NicheCompass¶
Verdict: The most complete niche method currently available — integrates cell identity, spatial context, and ligand-receptor signaling into a single framework with cross-sample atlas building.
Citation: Lim J, et al. "NicheCompass: a graph neural network approach to niche identification using cell-cell communication." Nature Genetics 57:697-708, 2025. DOI
Problem Setup¶
Can we build a unified niche atlas across multiple samples and conditions by incorporating intercellular communication into niche embeddings?
Niche Definition¶
Communication-based (hybrid): Niche = GNN-learned embedding that explicitly encodes ligand-receptor interaction features on spatial graph edges, combined with cell expression features on nodes.
This is a hybrid definition — it uses composition (who is nearby via graph structure), expression (node features), and communication (L-R edge features) simultaneously.
Architecture¶
- Build a spatial graph from cell coordinates.
- Annotate graph edges with ligand-receptor interaction scores from curated databases.
- Train a graph neural network that propagates both node (expression) and edge (L-R) features.
- Learn a latent niche embedding per cell that captures cell identity, spatial context, and active signaling.
- Enable cross-sample integration by aligning latent spaces across datasets.
Evaluation¶
- Tested on multiple tissues including liver, intestine, and tumor samples.
- Cross-sample niche atlas construction demonstrated on datasets from different labs and platforms.
- Compared against composition-only and expression-only niche methods.
Honest Assessment¶
Strengths:
- The most information-rich niche definition — incorporates who, what, and how cells interact.
- Cross-sample atlas building is a practical capability missing from most niche methods.
- L-R edge features add biological interpretability — you can inspect which signaling pathways define each niche.
- Well-engineered software from the Lotfollahi lab (same group as scArches, CellFlow).
Limitations:
- Niche definitions are constrained by the L-R database used. Novel or poorly annotated signaling pathways are invisible.

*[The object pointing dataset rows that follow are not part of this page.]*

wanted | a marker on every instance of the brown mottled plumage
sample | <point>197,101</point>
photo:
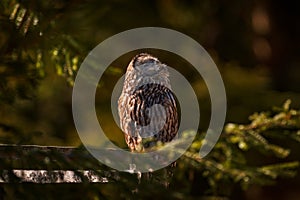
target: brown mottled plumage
<point>147,101</point>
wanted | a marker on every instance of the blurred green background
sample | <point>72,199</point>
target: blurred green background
<point>255,45</point>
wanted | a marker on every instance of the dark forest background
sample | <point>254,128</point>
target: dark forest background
<point>255,45</point>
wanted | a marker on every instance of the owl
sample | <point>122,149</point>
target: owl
<point>147,106</point>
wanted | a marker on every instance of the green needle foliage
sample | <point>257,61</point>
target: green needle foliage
<point>229,162</point>
<point>37,37</point>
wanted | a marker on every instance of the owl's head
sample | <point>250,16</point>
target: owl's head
<point>146,64</point>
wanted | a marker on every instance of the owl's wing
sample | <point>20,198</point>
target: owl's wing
<point>136,112</point>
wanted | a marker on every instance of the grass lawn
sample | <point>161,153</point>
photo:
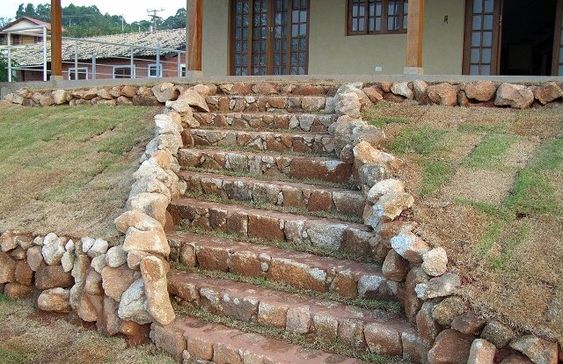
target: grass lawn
<point>29,336</point>
<point>487,184</point>
<point>68,169</point>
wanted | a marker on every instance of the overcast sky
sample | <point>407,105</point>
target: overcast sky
<point>131,10</point>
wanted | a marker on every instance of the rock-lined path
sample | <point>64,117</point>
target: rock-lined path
<point>269,233</point>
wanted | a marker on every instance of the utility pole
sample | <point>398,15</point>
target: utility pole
<point>152,14</point>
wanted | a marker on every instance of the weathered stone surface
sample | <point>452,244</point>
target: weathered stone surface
<point>51,276</point>
<point>547,92</point>
<point>116,280</point>
<point>480,90</point>
<point>402,89</point>
<point>395,267</point>
<point>481,352</point>
<point>409,246</point>
<point>53,249</point>
<point>153,241</point>
<point>445,311</point>
<point>443,94</point>
<point>435,262</point>
<point>445,285</point>
<point>54,300</point>
<point>450,347</point>
<point>7,268</point>
<point>516,96</point>
<point>497,333</point>
<point>133,305</point>
<point>154,272</point>
<point>382,339</point>
<point>539,351</point>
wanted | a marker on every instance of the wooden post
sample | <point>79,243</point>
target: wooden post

- L-R "activity" is inferred from co-expression, not measured directly. High expression of a ligand and receptor does not guarantee active signaling.
- The GNN + L-R combination adds computational complexity compared to simpler niche methods.
- Cross-sample integration assumes that niches are comparable across samples — a strong assumption that may not hold for highly variable tissues.
Design Decision: NicheCompass bets that intercellular communication is the most biologically meaningful niche feature. This is a defensible bet — signaling defines function, and function defines the niche. But it makes the method dependent on L-R databases, which are incomplete for many tissues and species.